Une politique monétaire plus active face aux besoins de liquidité
La politique monétaire de la BCT a été marquée en 2024 par un renforcement des concours aux banques. Les interventions de la banque centrale sur le marché monétaire ont atteint 8,15 milliards de dinars, en hausse de 12,3 % par rapport à 2023 (7,255 milliards de dinars).
Cette progression s’explique principalement par :
- La mise en place d’un nouveau mécanisme de refinancement à six mois, pour un montant de 1,705 milliard de dinars,
- Une forte augmentation des facilités de prêt marginal à 24 heures, qui ont bondi de 811 millions à 1,384 milliard de dinars (+70,7 %),
- En revanche, une baisse de l’opération principale de refinancement, qui passe de 5,8 milliards à 4,7 milliards de dinars.
Cette évolution traduit une volonté de la BCT de diversifier ses instruments de pilotage monétaire pour mieux gérer les besoins en liquidité du secteur bancaire, tout en s’adaptant aux nouvelles contraintes économiques.
Réserves extérieures : une amélioration portée par les flux exceptionnels
La situation extérieure s’est consolidée en 2024 grâce à une augmentation des avoirs en devises, qui passent de 26,44 milliards de dinars à 27,38 milliards de dinars, soit une hausse de 947 millions de dinars (+3,6 %). Cette performance est attribuée à plusieurs facteurs :
- Le dynamisme des recettes touristiques et les transferts des Tunisiens résidant à l’étranger, qui ont permis à la BCT d’acheter 5,653 milliards de dinars en billets de banques étrangères.
- Le soutien financier international, notamment un prêt de 1,593 milliard de dinars accordé par l’African Export-Import Bank et un don de 507 millions de dinars de la Commission Européenne.
De même, les avoirs en droits de tirage spéciaux (DTS) ont enregistré une hausse notable, atteignant 130,1 millions de dinars contre 37,7 millions en 2023, soit une progression de 92,4 millions de dinars.
Un recours accru au financement monétaire direct de l’État
L’une des données les plus marquantes du bilan 2024 de la BCT est le bond spectaculaire des facilités exceptionnelles accordées à l’État, qui passent de 1,4 milliard de dinars en 2023 à 7,6 milliards fin 2024. Cette augmentation de 6,2 milliards de dinars est principalement liée aux dispositions de la loi de finances 2024.
Ce recours au financement direct du déficit budgétaire par la Banque Centrale, bien qu’encadré par la loi, pose de sérieuses interrogations sur la soutenabilité de la politique budgétaire.

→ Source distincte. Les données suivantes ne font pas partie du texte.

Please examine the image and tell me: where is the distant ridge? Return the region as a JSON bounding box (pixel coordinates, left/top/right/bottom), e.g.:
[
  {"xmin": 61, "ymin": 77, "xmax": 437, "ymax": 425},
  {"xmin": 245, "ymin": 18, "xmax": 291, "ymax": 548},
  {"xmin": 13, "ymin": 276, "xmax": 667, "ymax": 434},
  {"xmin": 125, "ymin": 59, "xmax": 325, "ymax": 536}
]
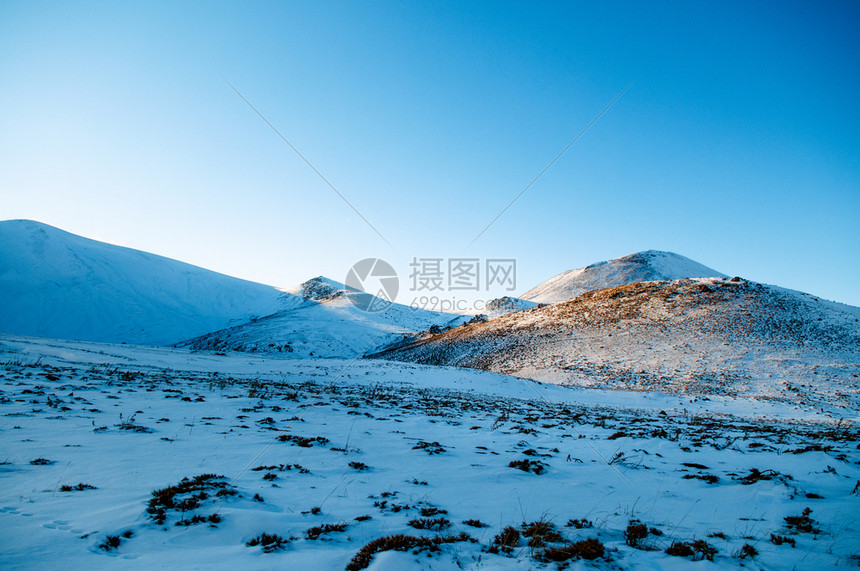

Ce type de financement est souvent associé à des risques inflationnistes et à une dépendance accrue aux ressources monétaires internes, en l’absence de solutions de financement externe pérennes.
Des équilibres maintenus, mais fragiles
Les états financiers de la BCT pour l’exercice 2024 reflètent une stratégie d’équilibre entre soutien à l’État, préservation de la liquidité bancaire et renforcement des réserves internationales. Cependant, la hausse de la circulation fiduciaire, couplée à un financement monétaire important du budget de l’État, pourrait alimenter des tensions inflationnistes si des mesures structurelles ne sont pas engagées rapidement.
Il devient crucial de renforcer la bancarisation, de stimuler la confiance dans le système financier et d’accélérer la transition vers une économie plus formalisée. La BCT, tout en jouant son rôle stabilisateur, devra aussi continuer à affiner sa politique monétaire pour préserver la stabilité macroéconomique à moyen terme.